Editor:
At labor-environment summit in Oakland on Wednesday, Teamsters President James P. Hoffa announced that the union would be pulling out of the coalition that supports oil drilling in the Arctic National Wildlife Refuge. Hoffa told union members that more drilling would do nothing to ease pain at the pump, and called instead for an investment in a clean energy economy that will create new jobs.
Sierra Club Conservation Director Greg Haegele said the Teamsters have recognized today that the U.S. can’t drill its way out of this mess. He said the Teamsters want to help lift American families and workers out of the hole they are in, and to do so the U.S. needs to stop subsidizing big oil and start investing in clean energy.
When we work together, we can create good, green jobs while protecting America’s special places like the Arctic National Wildlife Refuge. Green jobs are in high-demand today and this demand will only grow as we invest in clean energy.
The truth is that drilling in America’s fragile places won’t significantly impact gas prices or help a single American family. It will only help the big oil companies, which made more than $123 billion in profits last year alone.
The Teamsters and the Sierra Club have both worked for more than a century to build a better nation. We have an opportunity now to shift the course of this nation towards a clean energy economy that will create jobs, stimulate the economy, and protect our clean air, water, and natural treasures.

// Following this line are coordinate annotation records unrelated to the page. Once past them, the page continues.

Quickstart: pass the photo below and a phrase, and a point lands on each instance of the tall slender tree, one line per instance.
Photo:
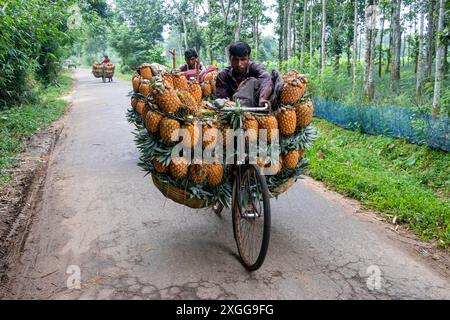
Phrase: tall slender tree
(419, 57)
(439, 54)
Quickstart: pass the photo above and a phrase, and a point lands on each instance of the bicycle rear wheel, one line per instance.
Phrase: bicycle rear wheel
(251, 216)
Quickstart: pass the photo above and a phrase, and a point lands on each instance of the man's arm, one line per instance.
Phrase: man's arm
(223, 89)
(265, 81)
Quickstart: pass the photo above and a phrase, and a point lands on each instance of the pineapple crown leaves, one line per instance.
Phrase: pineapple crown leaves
(275, 181)
(301, 139)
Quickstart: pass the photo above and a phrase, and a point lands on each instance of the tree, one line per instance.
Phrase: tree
(323, 49)
(371, 33)
(419, 56)
(430, 40)
(439, 55)
(396, 43)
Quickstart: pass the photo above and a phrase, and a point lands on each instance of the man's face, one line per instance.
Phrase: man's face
(239, 63)
(191, 61)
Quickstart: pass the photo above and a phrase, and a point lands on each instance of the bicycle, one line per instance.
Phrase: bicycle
(250, 208)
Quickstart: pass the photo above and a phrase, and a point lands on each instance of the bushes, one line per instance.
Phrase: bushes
(33, 40)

We applaud the Teamsters for their bold vision of the future. We are proud to stand with them. We look forward to working to create green jobs and a clean energy economy together.
Kristina Johnson
The Sierra Club
Washington, D.C.
Comments
Ouch!
Ouch, the Sierra Club getting in bed with the crime ridden Teamsters! What will be see next? Bipartianship in Washington? Seventy percent of our oil now comes from outside the US versus 20% in the 1970s. The annual cost of America buying this oil is now many times more than the annual cost of the Iraq war. We need to drill in the Artic Wildlife reserve and anywhere else there is oil or gas in the US. This is 2008 for God's sake not 1908...we should have the technology and the process to drill and not hurt the wildlife. Besides drilling for oil we need to accelerte alternative forms of energy so that we actually have "excess" energy resources in America, and not be in the "short" situation we now find ourselves in.
John Correia
Dallas, TX
big oil sucks
I have a green idea let bikes in the wilderness!!!